For decades, when a Native American woman has been assaulted or raped by a man who is non-Indian, she has had little or no recourse. Under long-standing law in Indian country, reservations are sovereign nations with their own police departments and courts in charge of prosecuting crimes on tribal land.

However, with advancements in the Violence Against Women Act (VAWA), three Native American tribes this week launched programs that now give them the legal jurisdiction to prosecute domestic violence crimes involving non- Native Americans with Native American women. This is a huge step toward bringing cases to light and getting them through the legal system. The US Department of Justice announced the Pascua Yaqui Tribe in Arizona, the Tulalip Tribes of Washington, and the Confederated Tribes of the Umatilla Indian Reservation in Oregon have all met requirements to implement legal provisions for the law. While other tribes need to wait until 2015 to start using this law, it is a great step toward providing visibility for Native American women.  There are still complications to be worked out, but many say the new law “is a ray of hope. Maybe we can start protecting people and having the tribal members who live here on the reservation feel like something will be done.”
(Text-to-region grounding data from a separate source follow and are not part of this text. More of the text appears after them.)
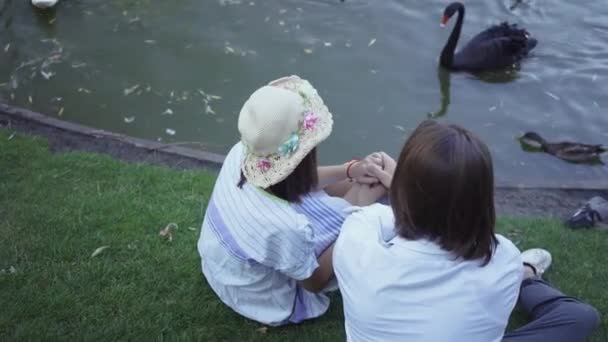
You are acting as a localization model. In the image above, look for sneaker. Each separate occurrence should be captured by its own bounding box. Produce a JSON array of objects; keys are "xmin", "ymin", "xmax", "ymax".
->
[
  {"xmin": 521, "ymin": 248, "xmax": 552, "ymax": 276},
  {"xmin": 566, "ymin": 196, "xmax": 608, "ymax": 229}
]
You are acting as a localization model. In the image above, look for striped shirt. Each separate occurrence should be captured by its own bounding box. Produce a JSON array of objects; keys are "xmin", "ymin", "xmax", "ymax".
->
[{"xmin": 198, "ymin": 142, "xmax": 349, "ymax": 325}]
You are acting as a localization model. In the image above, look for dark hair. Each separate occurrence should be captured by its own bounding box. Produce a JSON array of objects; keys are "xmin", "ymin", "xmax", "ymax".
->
[
  {"xmin": 238, "ymin": 148, "xmax": 318, "ymax": 203},
  {"xmin": 389, "ymin": 120, "xmax": 497, "ymax": 265}
]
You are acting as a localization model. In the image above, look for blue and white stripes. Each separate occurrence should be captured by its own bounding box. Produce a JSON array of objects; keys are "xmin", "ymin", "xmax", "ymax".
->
[{"xmin": 198, "ymin": 142, "xmax": 347, "ymax": 325}]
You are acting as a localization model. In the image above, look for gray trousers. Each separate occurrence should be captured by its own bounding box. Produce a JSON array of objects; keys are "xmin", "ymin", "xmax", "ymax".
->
[{"xmin": 503, "ymin": 278, "xmax": 601, "ymax": 342}]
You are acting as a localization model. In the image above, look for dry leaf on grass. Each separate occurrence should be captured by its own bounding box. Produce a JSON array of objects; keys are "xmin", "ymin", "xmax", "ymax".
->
[
  {"xmin": 256, "ymin": 327, "xmax": 268, "ymax": 334},
  {"xmin": 159, "ymin": 223, "xmax": 179, "ymax": 241},
  {"xmin": 91, "ymin": 246, "xmax": 110, "ymax": 257}
]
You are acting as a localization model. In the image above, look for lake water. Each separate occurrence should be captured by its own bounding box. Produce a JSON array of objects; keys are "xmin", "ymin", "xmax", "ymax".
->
[{"xmin": 1, "ymin": 0, "xmax": 607, "ymax": 187}]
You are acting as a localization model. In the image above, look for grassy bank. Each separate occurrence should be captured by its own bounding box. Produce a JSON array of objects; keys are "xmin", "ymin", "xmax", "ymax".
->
[{"xmin": 0, "ymin": 130, "xmax": 606, "ymax": 341}]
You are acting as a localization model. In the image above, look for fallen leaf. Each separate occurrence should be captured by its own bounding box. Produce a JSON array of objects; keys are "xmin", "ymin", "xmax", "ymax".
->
[
  {"xmin": 304, "ymin": 48, "xmax": 313, "ymax": 54},
  {"xmin": 28, "ymin": 96, "xmax": 33, "ymax": 104},
  {"xmin": 71, "ymin": 62, "xmax": 87, "ymax": 68},
  {"xmin": 188, "ymin": 227, "xmax": 197, "ymax": 231},
  {"xmin": 124, "ymin": 116, "xmax": 135, "ymax": 123},
  {"xmin": 256, "ymin": 327, "xmax": 268, "ymax": 334},
  {"xmin": 368, "ymin": 38, "xmax": 377, "ymax": 47},
  {"xmin": 225, "ymin": 46, "xmax": 235, "ymax": 54},
  {"xmin": 162, "ymin": 108, "xmax": 174, "ymax": 115},
  {"xmin": 278, "ymin": 20, "xmax": 285, "ymax": 26},
  {"xmin": 8, "ymin": 133, "xmax": 15, "ymax": 140},
  {"xmin": 78, "ymin": 88, "xmax": 91, "ymax": 94},
  {"xmin": 91, "ymin": 246, "xmax": 110, "ymax": 258},
  {"xmin": 324, "ymin": 42, "xmax": 332, "ymax": 47},
  {"xmin": 124, "ymin": 84, "xmax": 140, "ymax": 96},
  {"xmin": 58, "ymin": 107, "xmax": 64, "ymax": 116},
  {"xmin": 165, "ymin": 128, "xmax": 176, "ymax": 136},
  {"xmin": 48, "ymin": 17, "xmax": 56, "ymax": 25},
  {"xmin": 159, "ymin": 223, "xmax": 178, "ymax": 241},
  {"xmin": 279, "ymin": 8, "xmax": 287, "ymax": 14},
  {"xmin": 4, "ymin": 43, "xmax": 9, "ymax": 52}
]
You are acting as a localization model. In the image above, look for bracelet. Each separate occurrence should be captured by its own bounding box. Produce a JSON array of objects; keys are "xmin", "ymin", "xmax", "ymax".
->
[{"xmin": 345, "ymin": 159, "xmax": 359, "ymax": 180}]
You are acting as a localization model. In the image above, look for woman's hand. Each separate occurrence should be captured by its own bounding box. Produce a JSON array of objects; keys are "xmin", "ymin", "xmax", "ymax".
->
[
  {"xmin": 367, "ymin": 152, "xmax": 396, "ymax": 189},
  {"xmin": 348, "ymin": 152, "xmax": 384, "ymax": 184},
  {"xmin": 379, "ymin": 152, "xmax": 396, "ymax": 177}
]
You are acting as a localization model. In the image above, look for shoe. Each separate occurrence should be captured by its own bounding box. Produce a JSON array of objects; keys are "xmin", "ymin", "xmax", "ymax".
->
[
  {"xmin": 566, "ymin": 196, "xmax": 608, "ymax": 229},
  {"xmin": 521, "ymin": 248, "xmax": 552, "ymax": 276}
]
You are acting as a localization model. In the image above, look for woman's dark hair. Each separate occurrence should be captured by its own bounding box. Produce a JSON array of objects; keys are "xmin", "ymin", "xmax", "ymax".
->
[
  {"xmin": 238, "ymin": 148, "xmax": 318, "ymax": 203},
  {"xmin": 389, "ymin": 120, "xmax": 497, "ymax": 265}
]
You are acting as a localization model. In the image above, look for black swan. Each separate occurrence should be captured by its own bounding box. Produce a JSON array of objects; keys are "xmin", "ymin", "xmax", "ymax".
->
[
  {"xmin": 440, "ymin": 2, "xmax": 537, "ymax": 72},
  {"xmin": 519, "ymin": 132, "xmax": 606, "ymax": 164}
]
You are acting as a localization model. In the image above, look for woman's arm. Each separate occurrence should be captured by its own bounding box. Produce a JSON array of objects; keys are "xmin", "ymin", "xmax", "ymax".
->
[
  {"xmin": 317, "ymin": 164, "xmax": 350, "ymax": 189},
  {"xmin": 317, "ymin": 153, "xmax": 384, "ymax": 189},
  {"xmin": 298, "ymin": 245, "xmax": 335, "ymax": 293}
]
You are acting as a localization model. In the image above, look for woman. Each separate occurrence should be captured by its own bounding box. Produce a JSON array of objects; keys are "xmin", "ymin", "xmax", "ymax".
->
[
  {"xmin": 334, "ymin": 120, "xmax": 600, "ymax": 341},
  {"xmin": 197, "ymin": 75, "xmax": 386, "ymax": 326}
]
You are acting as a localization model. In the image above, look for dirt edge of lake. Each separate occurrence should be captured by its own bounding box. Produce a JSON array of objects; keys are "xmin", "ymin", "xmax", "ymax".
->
[{"xmin": 1, "ymin": 103, "xmax": 606, "ymax": 220}]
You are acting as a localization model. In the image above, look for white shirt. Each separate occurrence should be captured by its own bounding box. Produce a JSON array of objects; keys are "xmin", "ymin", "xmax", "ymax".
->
[
  {"xmin": 198, "ymin": 143, "xmax": 348, "ymax": 326},
  {"xmin": 334, "ymin": 204, "xmax": 523, "ymax": 342}
]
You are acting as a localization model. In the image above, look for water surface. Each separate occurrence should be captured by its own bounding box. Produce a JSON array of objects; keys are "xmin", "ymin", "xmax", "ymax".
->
[{"xmin": 1, "ymin": 0, "xmax": 607, "ymax": 187}]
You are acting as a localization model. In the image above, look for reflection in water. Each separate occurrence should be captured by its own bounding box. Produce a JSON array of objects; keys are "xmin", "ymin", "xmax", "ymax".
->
[
  {"xmin": 509, "ymin": 0, "xmax": 523, "ymax": 10},
  {"xmin": 1, "ymin": 0, "xmax": 13, "ymax": 29},
  {"xmin": 428, "ymin": 68, "xmax": 451, "ymax": 118}
]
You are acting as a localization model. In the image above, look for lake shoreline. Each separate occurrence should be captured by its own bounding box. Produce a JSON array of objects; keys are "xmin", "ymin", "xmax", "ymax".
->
[{"xmin": 1, "ymin": 103, "xmax": 606, "ymax": 220}]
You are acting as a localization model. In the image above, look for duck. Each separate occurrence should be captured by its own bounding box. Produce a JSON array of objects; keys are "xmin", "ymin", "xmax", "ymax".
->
[
  {"xmin": 519, "ymin": 131, "xmax": 606, "ymax": 164},
  {"xmin": 31, "ymin": 0, "xmax": 58, "ymax": 9},
  {"xmin": 439, "ymin": 2, "xmax": 537, "ymax": 72}
]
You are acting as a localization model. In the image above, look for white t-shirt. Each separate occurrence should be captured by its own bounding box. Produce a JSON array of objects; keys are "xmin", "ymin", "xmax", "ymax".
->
[
  {"xmin": 334, "ymin": 204, "xmax": 523, "ymax": 342},
  {"xmin": 198, "ymin": 142, "xmax": 348, "ymax": 326}
]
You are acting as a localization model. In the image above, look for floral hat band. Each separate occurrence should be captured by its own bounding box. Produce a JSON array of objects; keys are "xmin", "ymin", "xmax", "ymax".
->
[{"xmin": 238, "ymin": 75, "xmax": 333, "ymax": 188}]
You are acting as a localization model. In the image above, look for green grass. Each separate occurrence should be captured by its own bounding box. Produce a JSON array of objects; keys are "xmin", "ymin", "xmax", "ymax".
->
[{"xmin": 0, "ymin": 130, "xmax": 606, "ymax": 341}]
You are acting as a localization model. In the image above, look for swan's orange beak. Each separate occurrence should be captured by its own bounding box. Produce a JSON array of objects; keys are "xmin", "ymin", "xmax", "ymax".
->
[{"xmin": 440, "ymin": 15, "xmax": 449, "ymax": 27}]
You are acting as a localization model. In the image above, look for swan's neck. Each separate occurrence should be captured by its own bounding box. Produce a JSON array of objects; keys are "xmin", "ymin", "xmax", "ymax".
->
[{"xmin": 440, "ymin": 5, "xmax": 465, "ymax": 68}]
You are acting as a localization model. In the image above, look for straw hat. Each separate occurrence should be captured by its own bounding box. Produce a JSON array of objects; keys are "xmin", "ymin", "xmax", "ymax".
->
[{"xmin": 238, "ymin": 75, "xmax": 333, "ymax": 188}]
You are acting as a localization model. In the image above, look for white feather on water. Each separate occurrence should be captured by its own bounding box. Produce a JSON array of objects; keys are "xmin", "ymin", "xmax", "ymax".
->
[{"xmin": 544, "ymin": 91, "xmax": 560, "ymax": 101}]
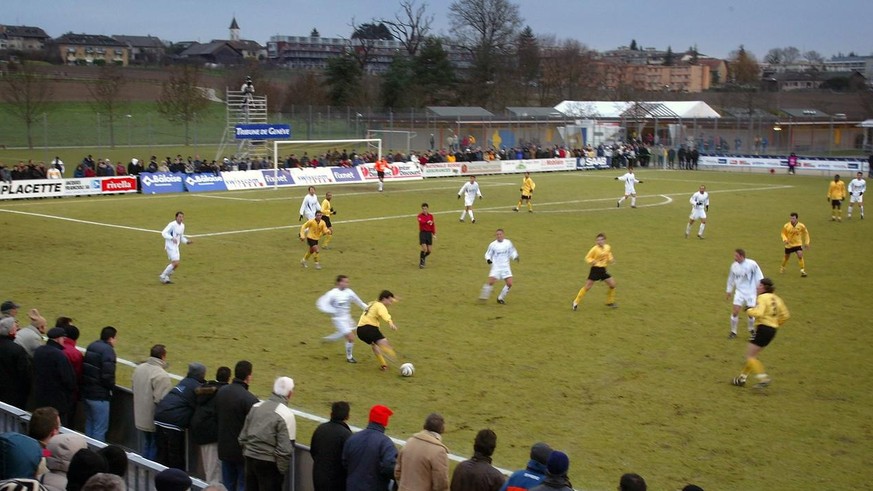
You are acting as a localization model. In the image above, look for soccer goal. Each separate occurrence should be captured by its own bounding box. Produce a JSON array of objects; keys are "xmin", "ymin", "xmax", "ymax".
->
[
  {"xmin": 366, "ymin": 130, "xmax": 416, "ymax": 157},
  {"xmin": 271, "ymin": 138, "xmax": 382, "ymax": 188}
]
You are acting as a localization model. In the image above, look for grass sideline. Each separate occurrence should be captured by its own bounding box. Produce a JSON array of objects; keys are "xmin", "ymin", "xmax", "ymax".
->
[{"xmin": 1, "ymin": 170, "xmax": 871, "ymax": 490}]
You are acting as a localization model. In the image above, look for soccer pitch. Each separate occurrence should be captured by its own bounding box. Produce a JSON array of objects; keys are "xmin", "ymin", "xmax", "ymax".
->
[{"xmin": 2, "ymin": 170, "xmax": 870, "ymax": 490}]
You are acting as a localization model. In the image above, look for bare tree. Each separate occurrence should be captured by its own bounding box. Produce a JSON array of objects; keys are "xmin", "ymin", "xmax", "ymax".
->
[
  {"xmin": 804, "ymin": 50, "xmax": 824, "ymax": 65},
  {"xmin": 448, "ymin": 0, "xmax": 522, "ymax": 106},
  {"xmin": 347, "ymin": 18, "xmax": 392, "ymax": 71},
  {"xmin": 87, "ymin": 64, "xmax": 127, "ymax": 148},
  {"xmin": 381, "ymin": 0, "xmax": 433, "ymax": 56},
  {"xmin": 156, "ymin": 64, "xmax": 210, "ymax": 145},
  {"xmin": 0, "ymin": 61, "xmax": 53, "ymax": 149}
]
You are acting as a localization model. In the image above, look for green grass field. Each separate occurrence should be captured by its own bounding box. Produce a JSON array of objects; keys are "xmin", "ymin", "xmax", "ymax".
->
[{"xmin": 1, "ymin": 170, "xmax": 871, "ymax": 490}]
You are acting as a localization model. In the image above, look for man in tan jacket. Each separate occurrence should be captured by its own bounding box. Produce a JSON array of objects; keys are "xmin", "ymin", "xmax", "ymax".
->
[{"xmin": 395, "ymin": 413, "xmax": 449, "ymax": 491}]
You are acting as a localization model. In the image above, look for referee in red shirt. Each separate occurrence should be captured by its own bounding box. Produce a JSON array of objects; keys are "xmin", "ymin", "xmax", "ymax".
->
[{"xmin": 418, "ymin": 203, "xmax": 436, "ymax": 268}]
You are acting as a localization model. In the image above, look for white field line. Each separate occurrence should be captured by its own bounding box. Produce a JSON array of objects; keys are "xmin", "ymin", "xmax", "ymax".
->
[
  {"xmin": 190, "ymin": 181, "xmax": 518, "ymax": 202},
  {"xmin": 0, "ymin": 184, "xmax": 792, "ymax": 238}
]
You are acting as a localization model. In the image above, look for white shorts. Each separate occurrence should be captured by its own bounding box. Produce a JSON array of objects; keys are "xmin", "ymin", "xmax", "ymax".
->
[
  {"xmin": 331, "ymin": 315, "xmax": 354, "ymax": 336},
  {"xmin": 166, "ymin": 245, "xmax": 180, "ymax": 262},
  {"xmin": 624, "ymin": 187, "xmax": 636, "ymax": 196},
  {"xmin": 850, "ymin": 194, "xmax": 863, "ymax": 204},
  {"xmin": 732, "ymin": 290, "xmax": 756, "ymax": 308},
  {"xmin": 690, "ymin": 208, "xmax": 707, "ymax": 220},
  {"xmin": 488, "ymin": 265, "xmax": 513, "ymax": 280},
  {"xmin": 464, "ymin": 197, "xmax": 476, "ymax": 207}
]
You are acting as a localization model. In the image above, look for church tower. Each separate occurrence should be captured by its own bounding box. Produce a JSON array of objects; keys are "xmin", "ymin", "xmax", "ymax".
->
[{"xmin": 229, "ymin": 17, "xmax": 240, "ymax": 41}]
2 Responses to “Quick Hit: Native American Women and Legal Protection Against Assault”

  1. SarahStar77

    This is horrible. I am so glad you brought this up. I would have never guessed that Native American women are the most likely ethnic group to be sexually assaulted. It is wonderful that the Violence Against Women Act (VAWA) will give Native American tribes legal jurisdiction to prosecute domestic violence crimes that involve non-Native Americans with Native American women. Native Americans have been persecuted for too long in our country and I am so happy that something is being done to further protect Native American women today. What other regulations or methods do you think need to be implemented to protect Native American women? Nice post thanks for sharing this with us.


  2. ladylikesailormouth

    You know, I am not totally sure regulation wise because it gets a little tricky legally with Native American tribes. They are self- policing so you don’t want to intrude on their autonomy to enforce law, however you want to make sure everyone is getting equal protection. I do think an effective change would be having women’s voices represented more in Native American leadership roles. Having more women’s voices can help make their culture as well as ours more conscious of violence against all women.